Hoewel alle moderne boorslakken alleen in het midden van het Mesozoïcum voorkwamen, zijn de vroegste sporen van het boren bekend uit het late Precambrium. Al beginnend met het Ordovicium, worden boren die erg lijken op de moderne talrijk (paleontologen onderscheiden ze in het geslacht Oichnus). In de regel worden ze gevonden op de schelpen van brachiopoden (de bodemdieren die in die tijd domineerden), maar ze worden ook aangetroffen op buikpotigen en zelfs op de schelpen van nautiloïden uit de orde Oncocerida.

Image
Image

Omdat het boren op Paleozoïsche schelpen erg lijkt op moderne die gemaakt zijn door gastropoden, geloven onderzoekers dat gastropoden in die verre tijden de boorroofdieren waren, maar dat ze behoorden tot andere geslachten en families die inmiddels zijn uitgestorven. Het lijkt misschien vreemd dat sedentaire buikpotigen die over de bodem kruipen zelfs koppotigen kunnen aanvallen (dieren die actief in de waterkolom zwemmen), maar sommige vroege Paleozoïsche groepen Nautiloïden, waaronder oncocerida, leefden op de bodem en zwommen blijkbaar heel langzaam, en buikpotigen konden op hun schelpen klimmen terwijl oncoceriden rustten of aten.

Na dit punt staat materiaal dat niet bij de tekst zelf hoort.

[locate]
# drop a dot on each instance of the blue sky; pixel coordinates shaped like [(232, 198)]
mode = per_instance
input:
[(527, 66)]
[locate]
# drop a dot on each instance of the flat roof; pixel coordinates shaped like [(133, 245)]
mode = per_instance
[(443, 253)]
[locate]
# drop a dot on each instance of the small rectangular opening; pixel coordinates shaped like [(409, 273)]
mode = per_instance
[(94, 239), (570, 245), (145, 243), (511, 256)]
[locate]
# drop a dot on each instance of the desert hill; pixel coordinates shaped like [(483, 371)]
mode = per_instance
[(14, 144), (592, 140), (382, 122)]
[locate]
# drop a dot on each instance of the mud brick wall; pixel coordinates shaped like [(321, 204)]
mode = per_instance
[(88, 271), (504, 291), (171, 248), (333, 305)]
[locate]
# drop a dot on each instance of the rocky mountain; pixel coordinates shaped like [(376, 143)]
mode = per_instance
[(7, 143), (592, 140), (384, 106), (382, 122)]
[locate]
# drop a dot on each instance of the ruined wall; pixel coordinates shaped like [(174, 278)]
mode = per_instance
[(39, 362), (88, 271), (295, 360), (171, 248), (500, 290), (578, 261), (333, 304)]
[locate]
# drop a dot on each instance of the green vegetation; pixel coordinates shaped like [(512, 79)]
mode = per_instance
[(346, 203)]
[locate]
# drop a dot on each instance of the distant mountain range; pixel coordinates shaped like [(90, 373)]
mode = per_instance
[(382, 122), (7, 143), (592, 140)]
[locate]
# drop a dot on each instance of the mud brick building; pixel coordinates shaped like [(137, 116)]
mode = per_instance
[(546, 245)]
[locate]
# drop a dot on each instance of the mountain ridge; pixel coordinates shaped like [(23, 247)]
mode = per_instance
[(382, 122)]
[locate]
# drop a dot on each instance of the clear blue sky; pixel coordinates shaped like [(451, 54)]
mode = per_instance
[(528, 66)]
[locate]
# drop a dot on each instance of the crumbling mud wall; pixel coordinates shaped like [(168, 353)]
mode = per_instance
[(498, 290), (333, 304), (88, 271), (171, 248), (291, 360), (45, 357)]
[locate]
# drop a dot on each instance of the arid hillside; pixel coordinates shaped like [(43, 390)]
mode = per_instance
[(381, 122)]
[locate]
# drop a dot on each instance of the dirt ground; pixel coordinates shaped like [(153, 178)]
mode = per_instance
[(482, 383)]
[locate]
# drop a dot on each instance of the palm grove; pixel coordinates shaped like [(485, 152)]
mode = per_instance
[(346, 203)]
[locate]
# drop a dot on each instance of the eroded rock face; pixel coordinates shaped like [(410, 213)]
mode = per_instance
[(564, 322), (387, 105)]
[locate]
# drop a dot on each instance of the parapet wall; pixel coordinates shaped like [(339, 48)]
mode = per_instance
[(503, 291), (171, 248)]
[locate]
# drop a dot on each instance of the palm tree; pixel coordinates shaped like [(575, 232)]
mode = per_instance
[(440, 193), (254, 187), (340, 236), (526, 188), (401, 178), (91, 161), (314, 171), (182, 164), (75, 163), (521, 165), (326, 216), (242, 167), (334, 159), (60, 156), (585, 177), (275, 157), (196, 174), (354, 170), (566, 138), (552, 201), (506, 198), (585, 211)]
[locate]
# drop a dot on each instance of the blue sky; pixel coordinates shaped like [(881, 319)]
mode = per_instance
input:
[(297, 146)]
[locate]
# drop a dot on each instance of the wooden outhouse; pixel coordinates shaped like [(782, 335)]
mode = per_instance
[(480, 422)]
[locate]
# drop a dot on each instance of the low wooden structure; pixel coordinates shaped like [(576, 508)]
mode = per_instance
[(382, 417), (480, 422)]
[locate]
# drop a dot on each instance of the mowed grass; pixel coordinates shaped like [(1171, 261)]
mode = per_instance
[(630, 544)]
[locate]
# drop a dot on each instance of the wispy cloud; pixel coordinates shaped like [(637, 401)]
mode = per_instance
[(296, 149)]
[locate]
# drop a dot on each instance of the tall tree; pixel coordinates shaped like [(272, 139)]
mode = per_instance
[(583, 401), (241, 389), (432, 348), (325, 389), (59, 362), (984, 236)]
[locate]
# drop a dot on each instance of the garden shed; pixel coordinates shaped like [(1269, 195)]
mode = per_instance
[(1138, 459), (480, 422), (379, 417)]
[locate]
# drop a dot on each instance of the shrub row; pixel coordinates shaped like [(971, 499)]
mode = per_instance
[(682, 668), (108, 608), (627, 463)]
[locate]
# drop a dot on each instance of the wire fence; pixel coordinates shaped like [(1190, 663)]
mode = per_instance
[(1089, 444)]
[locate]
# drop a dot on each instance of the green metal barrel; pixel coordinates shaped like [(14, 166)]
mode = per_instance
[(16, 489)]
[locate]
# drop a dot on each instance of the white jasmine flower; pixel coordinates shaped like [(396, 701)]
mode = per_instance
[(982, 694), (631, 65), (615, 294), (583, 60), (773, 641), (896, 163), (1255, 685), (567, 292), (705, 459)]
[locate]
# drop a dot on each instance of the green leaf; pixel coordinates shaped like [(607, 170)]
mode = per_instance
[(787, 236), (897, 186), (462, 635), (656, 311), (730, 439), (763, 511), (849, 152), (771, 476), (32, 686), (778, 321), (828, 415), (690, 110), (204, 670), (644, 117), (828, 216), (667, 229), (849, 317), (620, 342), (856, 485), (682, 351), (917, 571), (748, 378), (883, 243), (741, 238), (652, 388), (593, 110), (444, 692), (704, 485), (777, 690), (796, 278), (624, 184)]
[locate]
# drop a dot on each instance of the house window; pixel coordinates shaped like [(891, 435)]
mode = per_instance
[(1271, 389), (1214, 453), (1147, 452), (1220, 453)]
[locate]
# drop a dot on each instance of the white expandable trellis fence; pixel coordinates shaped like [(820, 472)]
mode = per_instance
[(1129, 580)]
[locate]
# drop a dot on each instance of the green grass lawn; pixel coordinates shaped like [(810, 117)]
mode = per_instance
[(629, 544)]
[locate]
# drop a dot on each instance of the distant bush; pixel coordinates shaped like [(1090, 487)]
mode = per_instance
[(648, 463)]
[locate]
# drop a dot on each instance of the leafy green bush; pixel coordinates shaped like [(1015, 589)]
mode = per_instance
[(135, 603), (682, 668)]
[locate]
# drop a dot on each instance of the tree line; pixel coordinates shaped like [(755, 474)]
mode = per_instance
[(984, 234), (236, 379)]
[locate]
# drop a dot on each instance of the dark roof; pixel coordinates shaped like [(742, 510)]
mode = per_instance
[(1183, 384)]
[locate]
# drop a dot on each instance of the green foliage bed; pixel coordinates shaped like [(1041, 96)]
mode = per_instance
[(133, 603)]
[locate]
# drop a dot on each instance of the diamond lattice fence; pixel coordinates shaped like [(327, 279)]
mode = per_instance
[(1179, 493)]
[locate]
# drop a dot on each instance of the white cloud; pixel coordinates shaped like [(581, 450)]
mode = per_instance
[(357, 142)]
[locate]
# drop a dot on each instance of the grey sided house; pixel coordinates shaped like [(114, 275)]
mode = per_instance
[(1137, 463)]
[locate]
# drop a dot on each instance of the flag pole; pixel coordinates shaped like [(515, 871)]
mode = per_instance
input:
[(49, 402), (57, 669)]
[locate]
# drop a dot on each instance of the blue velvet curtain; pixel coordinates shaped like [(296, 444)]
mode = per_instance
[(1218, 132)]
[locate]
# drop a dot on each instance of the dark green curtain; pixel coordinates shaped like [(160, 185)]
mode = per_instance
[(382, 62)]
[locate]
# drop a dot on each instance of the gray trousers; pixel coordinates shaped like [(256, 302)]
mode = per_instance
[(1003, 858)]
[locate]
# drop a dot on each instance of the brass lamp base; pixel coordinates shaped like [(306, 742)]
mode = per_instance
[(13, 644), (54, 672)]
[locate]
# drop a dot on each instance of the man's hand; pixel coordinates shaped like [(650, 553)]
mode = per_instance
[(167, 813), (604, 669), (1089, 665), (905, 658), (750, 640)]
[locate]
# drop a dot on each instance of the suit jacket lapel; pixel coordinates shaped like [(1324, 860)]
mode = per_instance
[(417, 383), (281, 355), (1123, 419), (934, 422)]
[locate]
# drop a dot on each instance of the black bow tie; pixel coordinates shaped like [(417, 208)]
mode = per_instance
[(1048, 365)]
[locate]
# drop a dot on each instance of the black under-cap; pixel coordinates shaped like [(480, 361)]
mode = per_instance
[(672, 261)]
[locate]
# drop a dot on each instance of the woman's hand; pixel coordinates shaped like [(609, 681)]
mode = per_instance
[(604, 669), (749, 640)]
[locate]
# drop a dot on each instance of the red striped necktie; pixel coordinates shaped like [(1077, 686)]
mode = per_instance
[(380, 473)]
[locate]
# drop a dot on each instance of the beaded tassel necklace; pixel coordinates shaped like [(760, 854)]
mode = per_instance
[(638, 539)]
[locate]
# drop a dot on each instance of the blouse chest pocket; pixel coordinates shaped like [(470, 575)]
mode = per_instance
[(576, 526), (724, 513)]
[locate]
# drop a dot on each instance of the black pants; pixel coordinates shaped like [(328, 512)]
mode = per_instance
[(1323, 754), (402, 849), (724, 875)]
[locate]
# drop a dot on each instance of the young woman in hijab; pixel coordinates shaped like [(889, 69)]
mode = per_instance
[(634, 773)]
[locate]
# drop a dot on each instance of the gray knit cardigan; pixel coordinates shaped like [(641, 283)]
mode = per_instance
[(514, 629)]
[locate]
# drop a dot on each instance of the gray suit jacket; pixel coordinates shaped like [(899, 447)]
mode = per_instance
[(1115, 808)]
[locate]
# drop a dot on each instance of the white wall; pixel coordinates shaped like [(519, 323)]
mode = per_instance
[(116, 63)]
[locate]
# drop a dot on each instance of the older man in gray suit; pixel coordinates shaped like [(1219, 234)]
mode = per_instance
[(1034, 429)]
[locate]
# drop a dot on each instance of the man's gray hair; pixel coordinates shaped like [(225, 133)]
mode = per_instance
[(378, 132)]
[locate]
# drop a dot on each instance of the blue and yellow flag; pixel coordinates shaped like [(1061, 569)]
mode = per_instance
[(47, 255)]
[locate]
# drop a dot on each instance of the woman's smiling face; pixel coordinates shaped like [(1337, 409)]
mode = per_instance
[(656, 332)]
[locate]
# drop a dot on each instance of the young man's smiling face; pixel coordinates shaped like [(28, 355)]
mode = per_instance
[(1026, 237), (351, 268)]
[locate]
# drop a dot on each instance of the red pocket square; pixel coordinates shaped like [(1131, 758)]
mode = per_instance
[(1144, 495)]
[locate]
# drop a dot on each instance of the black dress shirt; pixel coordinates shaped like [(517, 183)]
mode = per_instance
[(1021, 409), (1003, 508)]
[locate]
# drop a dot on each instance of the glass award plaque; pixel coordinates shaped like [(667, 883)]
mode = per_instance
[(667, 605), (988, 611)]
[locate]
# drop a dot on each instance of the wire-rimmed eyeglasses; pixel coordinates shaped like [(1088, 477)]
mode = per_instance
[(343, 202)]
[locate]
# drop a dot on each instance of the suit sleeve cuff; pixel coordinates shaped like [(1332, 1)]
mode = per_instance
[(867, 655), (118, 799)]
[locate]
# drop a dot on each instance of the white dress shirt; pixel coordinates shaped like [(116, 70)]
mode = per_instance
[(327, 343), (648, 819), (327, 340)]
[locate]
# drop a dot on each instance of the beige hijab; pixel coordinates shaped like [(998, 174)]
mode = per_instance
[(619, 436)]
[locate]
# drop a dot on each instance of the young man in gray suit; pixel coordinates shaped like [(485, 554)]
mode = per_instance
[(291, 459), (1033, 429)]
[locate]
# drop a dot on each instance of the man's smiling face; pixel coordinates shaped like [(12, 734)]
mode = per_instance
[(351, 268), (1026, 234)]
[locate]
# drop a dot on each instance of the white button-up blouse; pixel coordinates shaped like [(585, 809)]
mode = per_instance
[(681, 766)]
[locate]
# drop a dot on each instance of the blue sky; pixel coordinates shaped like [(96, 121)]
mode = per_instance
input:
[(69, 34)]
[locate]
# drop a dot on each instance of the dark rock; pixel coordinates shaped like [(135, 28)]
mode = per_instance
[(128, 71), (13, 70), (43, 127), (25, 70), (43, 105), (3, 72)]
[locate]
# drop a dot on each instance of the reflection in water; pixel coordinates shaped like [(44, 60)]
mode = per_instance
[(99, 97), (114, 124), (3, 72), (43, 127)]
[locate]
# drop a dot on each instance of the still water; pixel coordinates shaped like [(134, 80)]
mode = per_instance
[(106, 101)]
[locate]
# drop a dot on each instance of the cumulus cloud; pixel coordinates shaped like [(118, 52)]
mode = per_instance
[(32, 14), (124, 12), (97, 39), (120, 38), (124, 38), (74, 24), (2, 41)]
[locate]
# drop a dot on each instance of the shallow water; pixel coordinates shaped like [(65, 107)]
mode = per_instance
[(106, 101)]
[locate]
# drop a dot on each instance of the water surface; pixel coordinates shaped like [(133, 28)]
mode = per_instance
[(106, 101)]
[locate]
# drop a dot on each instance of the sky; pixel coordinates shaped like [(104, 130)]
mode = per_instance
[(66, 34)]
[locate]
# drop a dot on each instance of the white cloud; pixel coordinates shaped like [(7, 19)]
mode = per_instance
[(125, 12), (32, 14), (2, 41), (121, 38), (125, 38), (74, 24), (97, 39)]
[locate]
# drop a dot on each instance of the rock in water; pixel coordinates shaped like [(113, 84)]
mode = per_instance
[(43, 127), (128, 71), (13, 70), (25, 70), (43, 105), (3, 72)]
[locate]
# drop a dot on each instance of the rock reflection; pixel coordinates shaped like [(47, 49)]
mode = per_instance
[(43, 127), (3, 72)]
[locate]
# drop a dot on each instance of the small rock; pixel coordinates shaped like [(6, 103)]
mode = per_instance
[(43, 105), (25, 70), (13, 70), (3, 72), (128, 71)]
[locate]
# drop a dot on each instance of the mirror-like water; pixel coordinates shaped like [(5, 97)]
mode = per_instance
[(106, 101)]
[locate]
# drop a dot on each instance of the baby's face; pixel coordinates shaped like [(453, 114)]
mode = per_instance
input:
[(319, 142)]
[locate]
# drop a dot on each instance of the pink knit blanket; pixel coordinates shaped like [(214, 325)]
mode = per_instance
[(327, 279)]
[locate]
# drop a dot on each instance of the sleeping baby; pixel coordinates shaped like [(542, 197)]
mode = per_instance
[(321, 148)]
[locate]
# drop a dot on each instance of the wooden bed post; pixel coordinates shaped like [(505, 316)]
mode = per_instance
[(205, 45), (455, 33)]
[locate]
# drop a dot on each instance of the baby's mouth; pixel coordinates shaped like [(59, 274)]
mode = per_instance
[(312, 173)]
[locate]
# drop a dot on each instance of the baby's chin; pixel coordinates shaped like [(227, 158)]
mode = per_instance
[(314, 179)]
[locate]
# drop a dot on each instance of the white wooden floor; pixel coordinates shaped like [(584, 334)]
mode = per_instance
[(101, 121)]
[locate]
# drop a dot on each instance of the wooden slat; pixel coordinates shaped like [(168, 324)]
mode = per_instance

Met de fossiele sporen van boorweekdieren blijft natuurlijk veel onduidelijk. Het is niet bekend welke gastropoden schelpen hebben geboord vóór de opkomst van moderne taxa. Bovendien zijn meerdere gaten tegelijkertijd uiterst zeldzaam op moderne schelpen, terwijl dergelijke gevallen vrij vaak voorkomen bij fossiel materiaal. Sommige onderzoekers suggereren dat dit geen sporen van predatie zijn, maar parasitisme, anderen - dat dit het resultaat is van uitbraken van het aantal roofdieren dat gedwongen wordt elkaar letterlijk af te weren van een paar prooien, of sporen van foutieve aanvallen op reeds lege schelpen.

Image
Image

In moderne zeeën wordt de boormethode voor de jacht niet alleen gebruikt door gastropoden, maar ook door octopussen van het geslacht Octopus. Ze boren door de harde schelpen van verschillende dieren, inclusief de schelpen van hun verre verwanten, de nautilus. Nadat ze (ook met behulp van een radula) een klein gaatje in de schaal van een mogelijk slachtoffer hebben geboord, injecteren ze speeksel aan de binnenkant, dat een

De gaten die worden geboord door octopussen verschillen duidelijk van die gemaakt door gastropoden in hun karakteristieke ovale vorm (ze werden onderscheiden als een afzonderlijke ichnospecies Oichnus ovalis) en zijn gemakkelijk te herkennen aan fossiel materiaal. Hoewel de oudste octopussen al in de afzettingen van het Late Krijt worden aangetroffen (meer dan 70 miljoen jaar geleden), is het oudste gat dat door een octopus is geboord slechts ongeveer vijf miljoen jaar oud. Dat wil zeggen, octopussen hebben waarschijnlijk relatief recent geleerd om hun radula te gebruiken voor het boren van schelpen en schelpen (op geologische tijdschaal).